A general election was held in the U.S. state of New Mexico on November 8, 2016. In the presidential election, voters in the state chose five electors to represent them in the Electoral College via popular vote. All three New Mexico seats to the United States House of Representatives were up for election. A special election was held for Secretary of State, along with all seats in both houses of the New Mexico Legislature. Primary elections were held on June 7.

Federal elections

U.S. President

U.S. House of Representatives 

All three incumbents were reelected: Democrat Michelle Lujan Grisham of the 1st district, Republican Steve Pearce of the 2nd district, and Democrat Ben Ray Luján of the 3rd district.

State elections

Secretary of State (special) 

On October 22, 2015, incumbent Secretary of State Dianna Duran resigned amid a corruption and campaign law investigation.
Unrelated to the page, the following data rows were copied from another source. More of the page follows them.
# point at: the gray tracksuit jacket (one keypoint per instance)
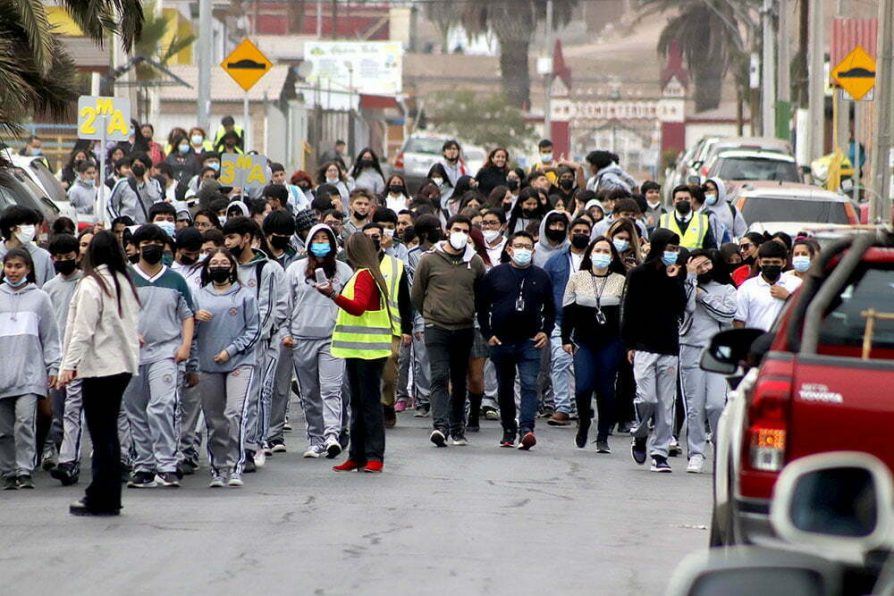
(234, 327)
(30, 349)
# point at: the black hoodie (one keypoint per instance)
(654, 302)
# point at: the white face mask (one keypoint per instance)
(25, 233)
(458, 240)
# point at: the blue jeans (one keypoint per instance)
(596, 370)
(506, 358)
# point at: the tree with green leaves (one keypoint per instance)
(489, 121)
(514, 24)
(710, 33)
(37, 73)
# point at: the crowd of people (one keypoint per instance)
(511, 295)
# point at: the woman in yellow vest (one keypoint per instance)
(362, 336)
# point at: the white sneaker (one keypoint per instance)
(696, 464)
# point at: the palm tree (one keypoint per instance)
(38, 75)
(514, 24)
(710, 35)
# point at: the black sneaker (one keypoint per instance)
(638, 450)
(660, 465)
(168, 479)
(142, 480)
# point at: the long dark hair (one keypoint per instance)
(105, 250)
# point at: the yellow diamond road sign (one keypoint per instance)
(856, 73)
(246, 64)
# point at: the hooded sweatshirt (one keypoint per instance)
(312, 315)
(445, 285)
(234, 327)
(544, 248)
(29, 341)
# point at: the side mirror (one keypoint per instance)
(839, 503)
(749, 570)
(728, 349)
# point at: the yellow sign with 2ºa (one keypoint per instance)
(246, 64)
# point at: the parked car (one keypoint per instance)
(821, 381)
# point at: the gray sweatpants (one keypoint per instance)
(282, 386)
(656, 390)
(224, 403)
(320, 376)
(150, 401)
(704, 394)
(18, 450)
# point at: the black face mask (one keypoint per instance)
(219, 275)
(152, 254)
(65, 267)
(771, 272)
(280, 242)
(580, 241)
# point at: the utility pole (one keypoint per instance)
(817, 82)
(768, 87)
(205, 47)
(879, 208)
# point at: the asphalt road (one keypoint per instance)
(460, 520)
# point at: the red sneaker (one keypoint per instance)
(374, 467)
(349, 465)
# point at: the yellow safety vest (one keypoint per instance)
(392, 269)
(695, 233)
(367, 337)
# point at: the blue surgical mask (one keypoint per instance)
(669, 258)
(522, 256)
(320, 249)
(801, 263)
(601, 260)
(621, 245)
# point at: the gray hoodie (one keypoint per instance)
(544, 248)
(29, 341)
(312, 315)
(234, 327)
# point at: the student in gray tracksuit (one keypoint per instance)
(710, 308)
(30, 351)
(312, 320)
(166, 327)
(228, 329)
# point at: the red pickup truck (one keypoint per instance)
(822, 380)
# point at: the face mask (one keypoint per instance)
(320, 249)
(152, 254)
(771, 272)
(491, 235)
(801, 263)
(65, 267)
(669, 258)
(25, 233)
(458, 240)
(522, 256)
(219, 275)
(280, 242)
(580, 241)
(621, 245)
(168, 227)
(555, 235)
(601, 260)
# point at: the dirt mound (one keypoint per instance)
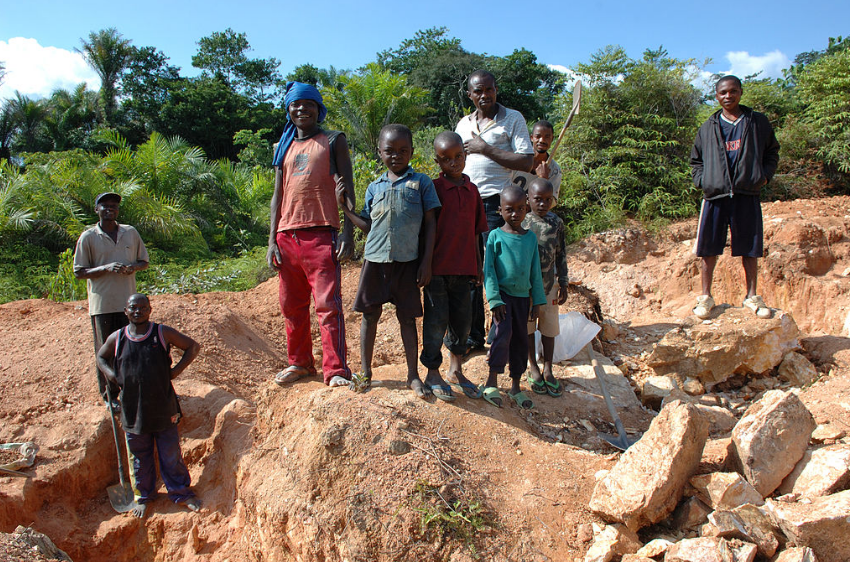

Democrat Maggie Toulouse Oliver, who ran against Duran in 2014, defeated Republican Nora Espinoza  to fill the remainder of her term.

Republican primary 
Republican Brad Winter, who was appointed by Governor Susana Martinez following Duran's resignation, chose not to run for a full term. Because of this, state representative Nora Espinoza ran unopposed in the primary election.

Democratic primary 
Bernalillo County clerk Maggie Toulouse Oliver was the only Democrat to declare her candidacy, and ran unopposed in the primary election.

General election

New Mexico Legislature 
All seats of the New Mexico Legislature were up for election in 2016. The New Mexico Senate has 42 members elected to four-year terms, while the New Mexico House of Representatives has 70 members elected to two-year terms.

Senate

House of Representatives

Democrats strengthened their control of the Senate and regained control of the House, securing both legislative chambers.

Ballot measures

Constitutional Amendment 1 
The New Mexico Denial of Bail Measure is a constitutional amendment that allows courts to deny bail to a defendant charged with a felony, but only if the defendant is deemed a threat to the public. It was designed to retain the right to pretrial release for non-dangerous defendants.